Rond directe democratie heerst vaak spraakverwarring. Deze begrippenlijst draagt hopelijk bij aan meer helderheid. De begrippen overlappen elkaar vaak. Een correctief referendum kan bijvoorbeeld zowel adviserend als bindend zijn.
Adviserend referendum: Een niet-bindend referendum, waarvan de uitslag genegeerd kan worden door de overheid.
Beslissend referendum: Een referendum waarvan de uitslag door de overheid uitgevoerd moet worden. Het tegendeel van een adviserend of consultatief referendum.
Bindend referendum: Hetzelfde als een beslissend referendum.
Boycotactie: Als een referendum met opkomstdrempel gehouden wordt, en tegenstanders van het referendum dreigen te verliezen, heeft het voor hen soms zin om een boycotactie te organiseren. Men roept op om niet te gaan stemmen zodat het referendum ongeldig wordt verklaard. Dit is één van de vele redenen om geen opkomstdrempels in te voeren.
Burgerinitiatief: Het recht van burgers om een voorstel in te dienen in bijvoorbeeld een gemeenteraad, Provinciale Staten of de Tweede Kamer. Dit is slechts een agendarecht en leidt niet tot een referendum.
Consultatief referendum: Hetzelfde als een adviserend referendum.
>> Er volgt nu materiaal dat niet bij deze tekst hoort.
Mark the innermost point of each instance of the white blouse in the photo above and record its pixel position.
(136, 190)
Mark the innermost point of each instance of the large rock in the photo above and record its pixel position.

Correctief referendum: Een door burgers aangevraagd referendum over een door de overheid aangenomen wet/verordening of een genomen besluit. Het doel van de burgers die het referendum aanvroegen, is het terugdraaien (corrigeren) van het besluit. Het correctief referendum staat tegenover het volksinitiatief (een referendum over door burgers aangedragen onderwerp).
Directe democratie: Een besluitvormingssysteem waarin burgers hun democratische besluitvormingsrechten direct uitoefenen, via bijvoorbeeld referenda, in plaats van alleen indirect via verkiezingen. In tegenstelling tot beweringen van tegenstanders kan de directe democratie heel goed ingebed worden in een vertegenwoordigend systeem. De meeste Westerse staten kennen een vertegenwoordigend systeem aangevuld met referenda of andere vormen van directe democratie. De mengvorm tussen directe en vertegenwoordigende democratie is de norm.
Facultatief referendum: Een referendum dat gehouden wordt nadat burgers handtekeningen hebben ingezameld (dat, met andere woorden, niet automatisch op grond van de wet gehouden wordt). Het tegenovergestelde van een obligatoir of verplicht referendum.
Handtekeningendrempel: Het minimum aantal handtekeningen of andere ondersteuningsverklaringen die de organisatoren van een referendumaanvraag moeten verzamelen om het referendum te verkrijgen.
Obligatoir referendum: Een referendum dat op grond van de wet gehouden moet worden (in Zwitserland moeten bijvoorbeeld alle grondwetswijzigingen verplicht aan de burgers worden voorgelegd).
Opkomstdrempel: Drempel voor de geldigheid van een referendumuitslag; als bijvoorbeeld minder dan 50% van de kiezers komt stemmen, is het referendum ongeldig. Opkomstdrempels zouden geheel vermeden moeten worden omdat ze boycotacties uitlokken en de minderheid hun zin geven terwijl de meerderheid net nakijken heeft.
Qourum: Hetzelfde als een opkomstdrempel.
Raadplegend referendum: Een term die in de Nederlandse politiek gebruikt wordt: een niet-bindend referendum dat door de Tweede Kamer, Provinciale Staten of een gemeenteraad wordt uitgeschreven (‘de politiek raadpleegt burgers’).
Raadgevend referendum: Een term die in de Nederlandse politiek gebruikt wordt: een niet-bindend referendum dat door burgers is aangevraagd via handtekeningeninzameling (‘burgers geven raad aan de politiek’).
Verplicht referendum: Hetzelfde als een obligatoir referendum.
Volksinitiatief: Een referendum over een door burgers geformuleerd voorstel. Dit is het kernstuk van een directe democratie. In Zwitserland bestaat het volksinitiatief op federaal niveau al sinds 1891.